Nanopillar formation mechanism

Scientists at the California Institute of Technology (Caltech) have uncovered the physical mechanism by which arrays of nanoscale pillars can be grown on polymer films with very high precision, in potentially limitless patterns. This nanofluidic process can replace conventional lithographic patterning techniques now used to build three-dimensional nano- and micro scale structures for use in optical, photonic, and biofluidic devices. The fabrication of high-resolution, large-area nanoarrays relies heavily on conventional photolithographic patterning techniques, which involve treatments using ultraviolet light and harsh chemicals that alternately dissolve and etch silicon wafers and other materials. For example, photolithography is used to fabricate integrated circuits and micro electromechanical devices. However, the repeated cycles of dissolution and etching cause a significant amount of surface roughness in the nanostructures, ultimately limiting their performance. But this process is inherently two-dimensional and thus three-dimensional structures must be patterned layer by layer.In an effort to reduce cost, processing time, and roughness, researchers have been exploring alternative techniques whereby molten films can be patterned and solidified in situ, and in a single step.

Formation hypothesis

While using techniques involving thermal gradients, when molten polymer nanofilms were inserted within a slender gap separating two silicon wafers that were held at different temperatures, arrays of nanoscale pillars spontaneously developed. These protrusions grew until they reached the top wafer; the resulting pillars were typically several hundred nanometers high and several microns apart. These pillars sometimes merged, forming patterns that looked like bicycle chains when viewed from above; in other films, and the pillars grew in evenly spaced, honeycomb-like arrays. Once the system was brought back down to room temperature, the structures solidified in place to produce self-organized features.

Germany researchers who had observed this phenomenon hypothesized that the pillars arise from infinitesimal, but very real pressure fluctuations along the surface of an otherwise quiescent flat film. They proposed that the differences in surface pressure were caused by equally tiny variations in the way individual packets (or quanta) of vibrational energy, known as phonons, reflect from the film interfaces.

Researchers hypothesized that the difference in acoustic impedance between the air and polymer is believed to generate an imbalance in phonon flux that causes a radiation pressure that destabilizes the film, allowing pillar formation.

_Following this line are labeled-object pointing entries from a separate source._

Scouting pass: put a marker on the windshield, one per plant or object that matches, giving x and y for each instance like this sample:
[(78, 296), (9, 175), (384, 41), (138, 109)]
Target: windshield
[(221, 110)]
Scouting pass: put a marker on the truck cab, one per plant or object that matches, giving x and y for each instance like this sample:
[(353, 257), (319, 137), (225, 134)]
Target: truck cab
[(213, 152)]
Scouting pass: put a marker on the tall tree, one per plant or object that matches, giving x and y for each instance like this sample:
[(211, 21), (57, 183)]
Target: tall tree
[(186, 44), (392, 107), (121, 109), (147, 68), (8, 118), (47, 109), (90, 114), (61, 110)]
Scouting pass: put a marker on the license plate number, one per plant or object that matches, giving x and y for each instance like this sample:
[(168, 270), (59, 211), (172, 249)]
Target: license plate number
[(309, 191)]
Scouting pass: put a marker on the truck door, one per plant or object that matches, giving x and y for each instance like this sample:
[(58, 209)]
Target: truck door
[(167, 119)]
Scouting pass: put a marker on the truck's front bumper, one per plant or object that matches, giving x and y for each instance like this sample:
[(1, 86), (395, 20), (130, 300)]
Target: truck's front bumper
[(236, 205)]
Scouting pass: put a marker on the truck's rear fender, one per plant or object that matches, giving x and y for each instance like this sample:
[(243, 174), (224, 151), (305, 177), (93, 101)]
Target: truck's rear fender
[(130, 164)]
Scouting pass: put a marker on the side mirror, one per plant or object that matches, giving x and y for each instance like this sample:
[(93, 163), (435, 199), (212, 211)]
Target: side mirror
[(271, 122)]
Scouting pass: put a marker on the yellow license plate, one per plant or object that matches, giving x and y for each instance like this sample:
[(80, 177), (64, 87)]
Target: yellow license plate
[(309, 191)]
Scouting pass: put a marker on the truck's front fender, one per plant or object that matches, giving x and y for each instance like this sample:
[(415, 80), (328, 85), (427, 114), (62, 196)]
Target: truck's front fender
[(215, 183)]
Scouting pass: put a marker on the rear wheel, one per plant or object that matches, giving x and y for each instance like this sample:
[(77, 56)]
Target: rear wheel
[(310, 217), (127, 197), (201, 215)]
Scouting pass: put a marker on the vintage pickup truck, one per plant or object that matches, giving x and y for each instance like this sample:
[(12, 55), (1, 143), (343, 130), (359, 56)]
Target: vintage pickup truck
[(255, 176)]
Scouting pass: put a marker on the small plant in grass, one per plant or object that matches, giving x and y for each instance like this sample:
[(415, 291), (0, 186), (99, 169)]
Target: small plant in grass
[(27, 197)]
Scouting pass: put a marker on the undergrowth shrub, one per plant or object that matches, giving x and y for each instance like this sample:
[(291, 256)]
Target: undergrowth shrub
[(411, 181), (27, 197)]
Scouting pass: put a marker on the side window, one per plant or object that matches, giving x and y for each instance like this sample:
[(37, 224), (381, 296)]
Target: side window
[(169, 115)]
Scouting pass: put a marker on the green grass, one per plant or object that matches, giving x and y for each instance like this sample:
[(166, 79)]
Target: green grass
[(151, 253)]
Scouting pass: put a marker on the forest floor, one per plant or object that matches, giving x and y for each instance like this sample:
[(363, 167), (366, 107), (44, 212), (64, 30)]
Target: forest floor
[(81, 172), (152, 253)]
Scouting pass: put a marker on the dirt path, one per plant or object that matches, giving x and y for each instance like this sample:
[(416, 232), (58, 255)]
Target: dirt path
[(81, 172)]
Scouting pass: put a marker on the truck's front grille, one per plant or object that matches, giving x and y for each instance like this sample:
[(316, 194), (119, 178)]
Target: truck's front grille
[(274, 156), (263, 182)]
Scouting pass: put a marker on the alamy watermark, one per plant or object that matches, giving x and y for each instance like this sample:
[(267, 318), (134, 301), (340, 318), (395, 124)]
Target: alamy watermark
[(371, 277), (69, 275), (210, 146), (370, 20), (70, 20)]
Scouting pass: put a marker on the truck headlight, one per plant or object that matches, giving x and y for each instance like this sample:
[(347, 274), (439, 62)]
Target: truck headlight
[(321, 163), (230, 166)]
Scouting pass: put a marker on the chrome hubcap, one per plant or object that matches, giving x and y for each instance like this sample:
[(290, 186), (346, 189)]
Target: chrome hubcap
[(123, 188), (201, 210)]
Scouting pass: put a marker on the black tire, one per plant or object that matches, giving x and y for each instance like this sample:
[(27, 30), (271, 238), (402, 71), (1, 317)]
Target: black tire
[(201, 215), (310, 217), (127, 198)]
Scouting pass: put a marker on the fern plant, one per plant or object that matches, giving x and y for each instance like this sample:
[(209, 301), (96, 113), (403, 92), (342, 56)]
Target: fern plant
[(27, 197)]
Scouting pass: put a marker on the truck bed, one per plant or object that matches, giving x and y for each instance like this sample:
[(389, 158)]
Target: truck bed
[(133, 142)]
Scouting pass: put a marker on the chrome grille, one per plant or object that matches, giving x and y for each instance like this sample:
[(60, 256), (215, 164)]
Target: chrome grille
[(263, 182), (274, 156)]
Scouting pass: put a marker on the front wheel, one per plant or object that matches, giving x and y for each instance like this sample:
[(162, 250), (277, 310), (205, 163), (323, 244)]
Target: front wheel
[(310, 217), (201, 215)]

Their mechanism is the acoustic analogue of the Casimir force, which is quite familiar to physicists working at the nanoscale.

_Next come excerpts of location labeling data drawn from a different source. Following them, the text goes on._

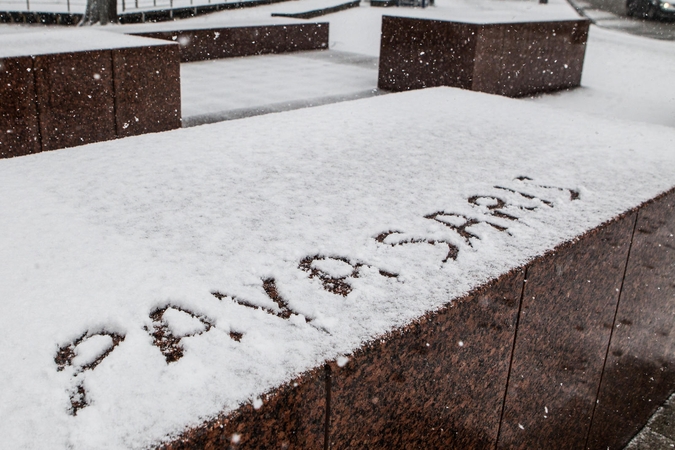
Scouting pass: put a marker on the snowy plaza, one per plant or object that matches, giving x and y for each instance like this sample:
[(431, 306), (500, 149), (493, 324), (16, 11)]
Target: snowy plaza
[(309, 261)]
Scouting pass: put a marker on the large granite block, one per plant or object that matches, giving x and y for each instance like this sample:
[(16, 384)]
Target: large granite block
[(216, 43), (19, 133), (82, 86), (438, 383), (511, 59), (291, 417), (147, 89), (563, 332), (640, 370), (75, 98)]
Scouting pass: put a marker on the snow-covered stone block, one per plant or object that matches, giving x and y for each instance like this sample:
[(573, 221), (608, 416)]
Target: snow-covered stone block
[(511, 59), (172, 289), (206, 43)]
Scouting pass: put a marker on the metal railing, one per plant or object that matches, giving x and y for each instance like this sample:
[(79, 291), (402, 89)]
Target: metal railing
[(78, 6)]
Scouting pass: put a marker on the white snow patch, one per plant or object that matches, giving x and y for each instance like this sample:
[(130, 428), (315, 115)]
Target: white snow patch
[(181, 323), (333, 267), (90, 349)]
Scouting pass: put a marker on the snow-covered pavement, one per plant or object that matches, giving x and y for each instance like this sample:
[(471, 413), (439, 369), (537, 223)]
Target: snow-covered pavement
[(111, 241)]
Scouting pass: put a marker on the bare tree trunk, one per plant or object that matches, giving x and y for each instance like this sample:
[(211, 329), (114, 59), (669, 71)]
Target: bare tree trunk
[(100, 11)]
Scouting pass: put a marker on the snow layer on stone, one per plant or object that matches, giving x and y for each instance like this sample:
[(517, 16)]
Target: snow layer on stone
[(90, 349), (47, 41), (181, 323), (101, 236)]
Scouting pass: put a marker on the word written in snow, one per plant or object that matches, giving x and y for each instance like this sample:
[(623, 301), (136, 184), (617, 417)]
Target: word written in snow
[(167, 339), (574, 194), (282, 310), (331, 282), (68, 355), (452, 248), (461, 223)]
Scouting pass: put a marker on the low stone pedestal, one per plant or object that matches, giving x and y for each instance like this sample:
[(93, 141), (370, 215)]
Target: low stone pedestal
[(83, 86), (511, 59)]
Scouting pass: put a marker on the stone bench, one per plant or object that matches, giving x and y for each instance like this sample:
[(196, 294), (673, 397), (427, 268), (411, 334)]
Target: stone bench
[(511, 59), (572, 348), (73, 87)]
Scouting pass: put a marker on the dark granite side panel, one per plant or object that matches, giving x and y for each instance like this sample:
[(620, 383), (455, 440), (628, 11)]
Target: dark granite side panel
[(75, 98), (640, 370), (19, 133), (200, 45), (511, 59), (437, 383), (292, 417), (487, 73), (419, 53), (147, 89), (541, 56), (564, 328)]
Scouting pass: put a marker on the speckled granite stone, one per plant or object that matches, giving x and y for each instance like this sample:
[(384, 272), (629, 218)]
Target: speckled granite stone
[(640, 370), (291, 417), (437, 383), (19, 134), (75, 98), (511, 59), (215, 43), (564, 328), (147, 89)]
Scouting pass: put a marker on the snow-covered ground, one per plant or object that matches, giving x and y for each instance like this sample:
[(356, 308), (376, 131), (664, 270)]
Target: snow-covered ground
[(98, 240)]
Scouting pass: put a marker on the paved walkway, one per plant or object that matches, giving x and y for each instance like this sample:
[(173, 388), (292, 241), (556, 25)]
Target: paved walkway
[(232, 88)]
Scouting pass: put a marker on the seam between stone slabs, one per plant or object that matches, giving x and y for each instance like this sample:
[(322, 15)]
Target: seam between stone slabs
[(241, 113), (36, 102), (326, 427), (513, 349), (611, 333)]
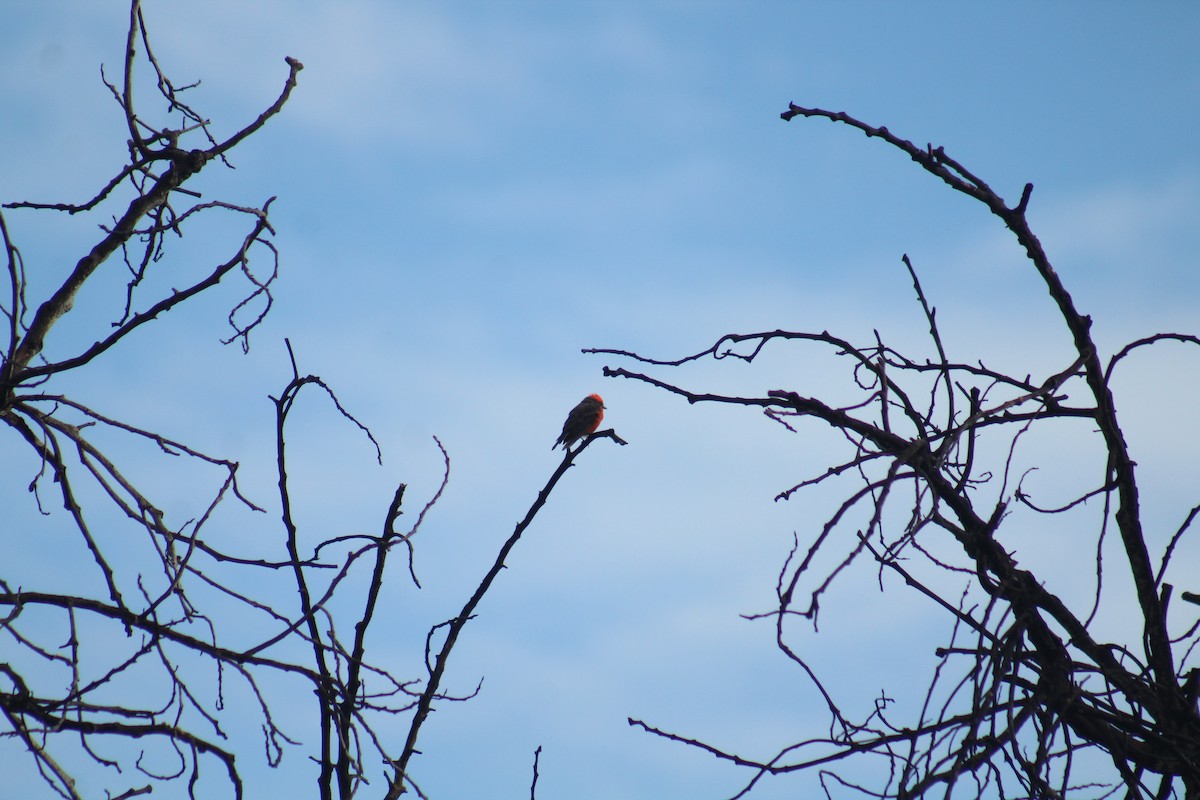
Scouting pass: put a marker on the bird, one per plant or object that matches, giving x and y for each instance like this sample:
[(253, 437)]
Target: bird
[(582, 420)]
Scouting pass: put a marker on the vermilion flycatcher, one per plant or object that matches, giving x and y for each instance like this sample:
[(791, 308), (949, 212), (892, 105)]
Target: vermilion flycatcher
[(582, 420)]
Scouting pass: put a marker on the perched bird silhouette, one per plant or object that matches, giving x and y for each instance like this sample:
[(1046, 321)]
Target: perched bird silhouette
[(582, 420)]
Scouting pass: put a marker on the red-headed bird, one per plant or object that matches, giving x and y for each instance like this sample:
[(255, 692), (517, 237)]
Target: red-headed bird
[(582, 420)]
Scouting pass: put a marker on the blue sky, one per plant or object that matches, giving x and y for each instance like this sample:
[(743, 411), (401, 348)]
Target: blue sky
[(469, 193)]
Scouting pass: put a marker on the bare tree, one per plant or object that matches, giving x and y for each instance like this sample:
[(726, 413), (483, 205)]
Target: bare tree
[(139, 691), (1025, 701)]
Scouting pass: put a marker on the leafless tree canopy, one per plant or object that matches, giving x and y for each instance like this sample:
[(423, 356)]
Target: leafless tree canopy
[(1024, 701), (179, 625), (127, 674)]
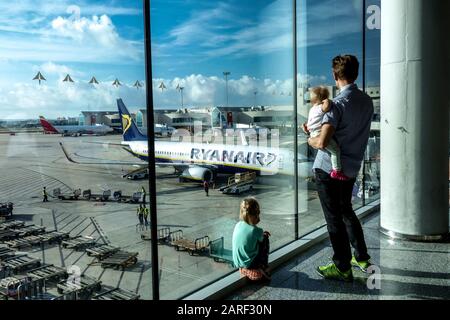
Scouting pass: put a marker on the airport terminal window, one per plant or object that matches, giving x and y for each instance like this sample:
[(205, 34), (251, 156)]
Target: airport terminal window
[(210, 55), (371, 185), (90, 223), (65, 65)]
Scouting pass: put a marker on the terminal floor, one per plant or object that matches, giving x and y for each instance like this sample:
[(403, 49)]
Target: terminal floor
[(409, 270)]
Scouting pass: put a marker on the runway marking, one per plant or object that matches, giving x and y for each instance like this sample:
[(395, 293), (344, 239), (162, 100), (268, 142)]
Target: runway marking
[(140, 278), (82, 221)]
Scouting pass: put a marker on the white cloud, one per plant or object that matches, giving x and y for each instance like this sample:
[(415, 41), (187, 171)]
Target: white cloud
[(98, 30), (52, 68), (53, 99), (203, 91), (24, 100), (221, 31), (36, 33)]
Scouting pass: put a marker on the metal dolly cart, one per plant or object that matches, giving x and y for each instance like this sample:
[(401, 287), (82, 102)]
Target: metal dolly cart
[(17, 287), (6, 253), (219, 253), (30, 230), (135, 198), (198, 245), (28, 241), (54, 237), (78, 243), (20, 263), (101, 252), (48, 272), (8, 234), (74, 195), (162, 234), (120, 259), (6, 209), (104, 196), (79, 287), (13, 224), (116, 294)]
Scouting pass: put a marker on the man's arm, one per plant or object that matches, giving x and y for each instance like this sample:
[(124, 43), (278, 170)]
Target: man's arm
[(322, 141)]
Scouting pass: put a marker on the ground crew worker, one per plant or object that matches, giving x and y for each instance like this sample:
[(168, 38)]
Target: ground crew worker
[(146, 213), (140, 214), (144, 194), (206, 186), (45, 195)]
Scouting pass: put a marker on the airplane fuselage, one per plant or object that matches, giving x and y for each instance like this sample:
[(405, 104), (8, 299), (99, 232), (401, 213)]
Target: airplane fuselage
[(224, 158)]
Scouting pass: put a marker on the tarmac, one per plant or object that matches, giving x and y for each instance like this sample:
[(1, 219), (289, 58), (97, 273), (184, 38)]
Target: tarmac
[(31, 161)]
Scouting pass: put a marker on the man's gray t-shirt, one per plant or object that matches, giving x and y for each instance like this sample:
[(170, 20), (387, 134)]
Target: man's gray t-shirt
[(351, 115)]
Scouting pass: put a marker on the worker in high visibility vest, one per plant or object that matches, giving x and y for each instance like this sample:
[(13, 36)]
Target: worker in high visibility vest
[(140, 214), (144, 194), (146, 214)]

Later it was hypothesized that a self-organizing instability was able to reproduce the strange formations and that nanopillars, in fact, form not via pressure fluctuations but through a simple physical process known as thermo capillary flow. In most liquids, cooler regions will have a higher surface tension than warmer ones, and this imbalance can cause the liquid to flow from warmer- to cooler-temperature regions, a process known as thermo capillary flow.